The damage is invisible, which is the most peculiar aspect. There’s still a burned-out employee. They continue to create decks, respond to Slack at 11 p.m., and smile in team photos. It is more difficult to quantify what occurs inside. A pattern is described by therapists: clients who feel guilty while sleeping, anxious when on vacation, and strangely empty after significant victories. Anxiety about the next task nearly immediately replaces the satisfaction of finishing something. Success turns into a conveyor belt that you can’t get off without feeling like a failure.
For years, researchers who study contingent self-worth have raised concerns about this, arguing that when people associate their worth with productivity, rest becomes intimidating rather than rejuvenating. People are avoiding the discomfort of being motionless, not laziness. Productivity turns into a coping strategy, a haven from loneliness, grief, or the nagging questions of midlife. It feels safer to do more than to feel more.
All of this has been silently and persistently made worse by technology. In 1955, a factory worker could simply get up from the floor. In 2026, a knowledge worker has the factory in their pocket. During dinner, notifications start to buzz. The brain never fully clocks out, and it seems that the true cause of contemporary burnout is the nervous system’s perpetual low-grade arousal. Sleep is compromised. Decisions become more careless. In environments that are never quiet, creativity—the very thing businesses claim to want—withers.
No one wants to publicly acknowledge this irony. People’s work tends to deteriorate beyond a certain point as they push harder. Research on extended work hours reveals diminishing returns that happen more quickly than most managers would like to admit. A weary brain produces duller copy, weaker code, and thinner strategic decisions. The “more” economy consumes itself.

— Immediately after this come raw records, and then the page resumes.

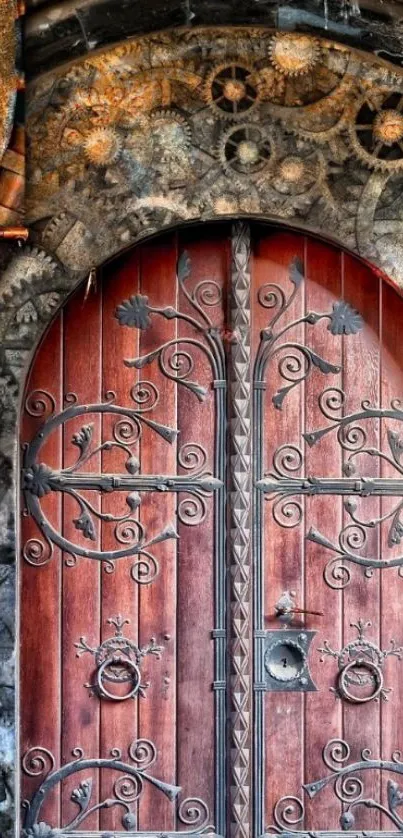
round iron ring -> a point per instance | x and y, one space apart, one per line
375 670
135 678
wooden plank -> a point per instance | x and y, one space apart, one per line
361 722
40 588
209 260
119 591
158 600
282 547
81 581
324 513
391 581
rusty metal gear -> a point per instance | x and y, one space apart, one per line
246 149
376 131
232 90
294 54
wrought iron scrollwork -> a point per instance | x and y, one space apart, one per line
118 660
196 484
349 789
285 487
127 790
296 360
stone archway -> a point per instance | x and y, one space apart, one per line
179 127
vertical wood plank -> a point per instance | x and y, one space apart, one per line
361 597
40 715
158 600
322 711
209 261
81 581
391 581
282 547
120 281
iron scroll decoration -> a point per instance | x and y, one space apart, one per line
196 484
349 789
127 790
282 485
360 664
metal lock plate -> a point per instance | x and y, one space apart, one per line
286 660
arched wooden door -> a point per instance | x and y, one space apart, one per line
210 546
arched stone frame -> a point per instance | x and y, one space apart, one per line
78 226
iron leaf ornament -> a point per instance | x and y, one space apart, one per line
295 360
348 789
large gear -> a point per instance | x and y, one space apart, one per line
246 149
376 131
293 54
232 91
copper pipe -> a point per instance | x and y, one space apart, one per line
14 233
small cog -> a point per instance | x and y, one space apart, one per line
294 55
231 90
376 132
245 149
102 146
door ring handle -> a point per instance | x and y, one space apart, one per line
135 678
364 664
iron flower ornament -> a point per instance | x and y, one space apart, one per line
134 312
344 320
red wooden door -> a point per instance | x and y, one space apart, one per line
153 698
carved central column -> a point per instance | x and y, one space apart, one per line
240 531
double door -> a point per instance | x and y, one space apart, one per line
210 569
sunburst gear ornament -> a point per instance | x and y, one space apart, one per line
102 146
294 55
232 91
376 131
245 149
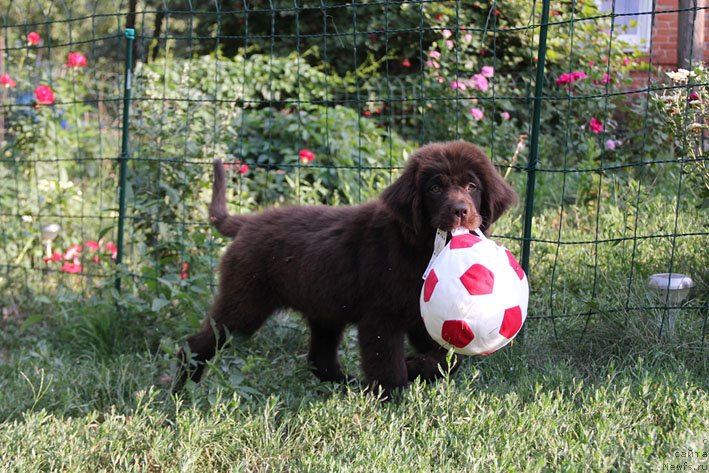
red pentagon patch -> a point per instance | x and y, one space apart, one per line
466 240
478 280
515 265
429 286
457 333
511 322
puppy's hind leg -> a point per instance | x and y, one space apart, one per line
240 314
382 349
324 340
430 360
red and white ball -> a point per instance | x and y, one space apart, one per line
475 296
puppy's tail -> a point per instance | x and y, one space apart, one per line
227 225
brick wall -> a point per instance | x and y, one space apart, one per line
664 33
664 40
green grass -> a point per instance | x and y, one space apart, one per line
83 384
98 404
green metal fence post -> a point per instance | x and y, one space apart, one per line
534 137
130 37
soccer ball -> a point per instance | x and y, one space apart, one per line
475 295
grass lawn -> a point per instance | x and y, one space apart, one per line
87 396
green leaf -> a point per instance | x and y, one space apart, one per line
158 303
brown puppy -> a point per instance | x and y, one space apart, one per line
351 265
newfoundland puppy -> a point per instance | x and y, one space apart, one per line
359 265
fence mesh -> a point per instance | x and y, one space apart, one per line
320 103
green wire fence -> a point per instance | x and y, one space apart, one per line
112 113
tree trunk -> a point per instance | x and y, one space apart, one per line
690 33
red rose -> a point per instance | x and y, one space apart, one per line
76 60
33 39
7 81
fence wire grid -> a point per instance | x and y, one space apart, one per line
112 113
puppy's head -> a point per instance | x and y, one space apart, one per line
449 185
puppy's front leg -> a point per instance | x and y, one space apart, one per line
431 357
382 349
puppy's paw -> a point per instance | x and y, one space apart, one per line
430 366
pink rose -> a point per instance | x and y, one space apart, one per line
478 81
33 39
595 125
73 268
73 252
563 79
459 85
44 95
113 249
92 245
306 156
576 75
7 81
76 60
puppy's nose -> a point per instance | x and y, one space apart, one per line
461 210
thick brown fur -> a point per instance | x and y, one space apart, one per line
358 265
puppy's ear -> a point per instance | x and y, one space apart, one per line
403 199
498 196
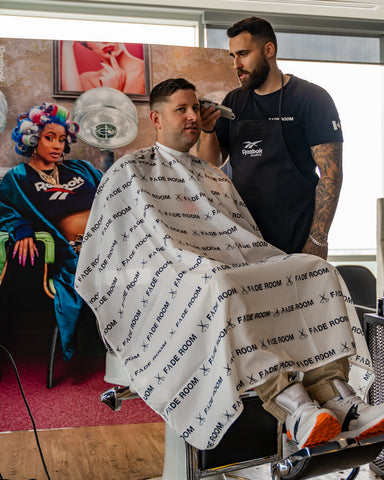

It’s difficult to ignore a silent uprising as you watch this play out. Books that challenge the culture of productivity continue to appear on bestseller lists. It’s possible that younger workers—often written off as soft—were the first to identify what older generations had white-knuckled through. They plan “white space.” Ten years ago, their seriousness about protecting weekends would have seemed ridiculous. It’s unclear if this turns into a long-lasting cultural shift or just another fad.
The old narrative that a meaningful life equates to consistent output appears to be fading. In private, if not in public, people are beginning to suspect that being busy and being alive are two different things. And that doing less on purpose and refusing to apologize for it might be the most radical career move available at the moment.